Exploring Latent Cross-Channel Embedding for Accurate 3D Human Pose Reconstruction in a Diffusion Framework

TL;DR

This paper tackles depth ambiguity in monocular 3D human pose estimation by introducing a diffusion-model framework that jointly leverages 2D projections and 3D coordinates. The core innovations are the Cross-Channel Embedding module, which forms a rich 2D-3D feature coupling with an expanded cross-channel graph, and the Context Attention Guidance module, which propagates joint-level attention across latent diffusion channels. A Gaussian Mixture Model-based training pipeline replaces standard noise assumptions to better reflect realistic pose distributions. Empirical results on Human3.6M and MPI-INF-3DHP show state-of-the-art reconstruction accuracy, with ablations confirming the efficacy of the proposed components. The approach offers a practical, diffusion-based refinement stage that can enhance real-time monocular 3D HPE systems and can be extended to other diffusion-enabled pose estimation tasks.

Abstract

Monocular 3D human pose estimation poses significant challenges due to the inherent depth ambiguities that arise during the reprojection process from 2D to 3D. Conventional approaches that rely on estimating an over-fit projection matrix struggle to effectively address these challenges and often result in noisy outputs. Recent advancements in diffusion models have shown promise in incorporating structural priors to address reprojection ambiguities. However, there is still ample room for improvement as these methods often overlook the exploration of correlation between the 2D and 3D joint-level features. In this study, we propose a novel cross-channel embedding framework that aims to fully explore the correlation between joint-level features of 3D coordinates and their 2D projections. In addition, we introduce a context guidance mechanism to facilitate the propagation of joint graph attention across latent channels during the iterative diffusion process. To evaluate the effectiveness of our proposed method, we conduct experiments on two benchmark datasets, namely Human3.6M and MPI-INF-3DHP. Our results demonstrate a significant improvement in terms of reconstruction accuracy compared to state-of-the-art methods. The code for our method will be made available online for further reference.
Paper Structure (12 sections, 5 equations, 3 figures, 3 tables)

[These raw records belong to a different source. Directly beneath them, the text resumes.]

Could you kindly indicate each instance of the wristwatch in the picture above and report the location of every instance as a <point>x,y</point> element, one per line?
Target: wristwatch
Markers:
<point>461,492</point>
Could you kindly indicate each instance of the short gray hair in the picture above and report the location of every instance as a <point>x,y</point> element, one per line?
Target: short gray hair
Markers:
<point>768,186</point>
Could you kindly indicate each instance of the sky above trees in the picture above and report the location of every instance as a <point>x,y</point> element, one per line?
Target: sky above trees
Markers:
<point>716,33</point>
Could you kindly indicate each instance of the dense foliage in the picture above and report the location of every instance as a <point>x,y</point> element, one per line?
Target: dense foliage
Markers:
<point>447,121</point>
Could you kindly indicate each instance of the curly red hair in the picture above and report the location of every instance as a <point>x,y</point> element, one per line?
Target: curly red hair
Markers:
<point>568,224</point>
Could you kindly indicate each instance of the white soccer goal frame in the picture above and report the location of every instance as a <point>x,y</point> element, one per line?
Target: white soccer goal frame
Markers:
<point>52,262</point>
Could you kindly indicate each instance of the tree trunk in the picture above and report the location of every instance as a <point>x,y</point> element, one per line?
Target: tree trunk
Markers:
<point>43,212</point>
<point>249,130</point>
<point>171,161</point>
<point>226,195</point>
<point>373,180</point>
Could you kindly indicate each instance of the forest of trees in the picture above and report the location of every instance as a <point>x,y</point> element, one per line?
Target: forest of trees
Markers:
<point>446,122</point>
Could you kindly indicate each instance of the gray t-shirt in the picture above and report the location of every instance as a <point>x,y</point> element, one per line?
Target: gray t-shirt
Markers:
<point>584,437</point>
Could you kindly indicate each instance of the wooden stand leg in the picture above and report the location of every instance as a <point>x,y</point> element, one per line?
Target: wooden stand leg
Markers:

This paper contains 12 sections, 5 equations, 3 figures, 3 tables.

Figures (3)

  • Figure 1: System diagram for the proposed framework during inference. The distribution of the 2D and initial 3D pose predictions are fitted using a Gaussian Mixture Model, based on which $h_K= \{\mathbf{p}_K, \mathbf{d}_K\}$ will be sampled and go through $K$ iterations of reverse diffusion process until the high quality 3D pose $\hat{\mathbf{d}}_0$ is predicted.
  • Figure 2: Illustration of information transfer path between node (mid-hip) and its neighbour in a GCN. Each curve demonstrates the pathway. Left: Cross-joint connection mentioned in gong2023diffposechoi2022diffupose. They only consider the cross-joint correlation. Right: Cross-channel connection generated by the proposed CCE module. Ours investigates the relations between 3D coordinates and 2D projections (highlighted by red curves).
  • Figure 3: Qualitative evaluations of the proposed model trained on 2D ground truth. We provide two visual examples including the input 2D ground truth projection, 3D prediction and 3D ground truth (black) overlapped by 3D prediction.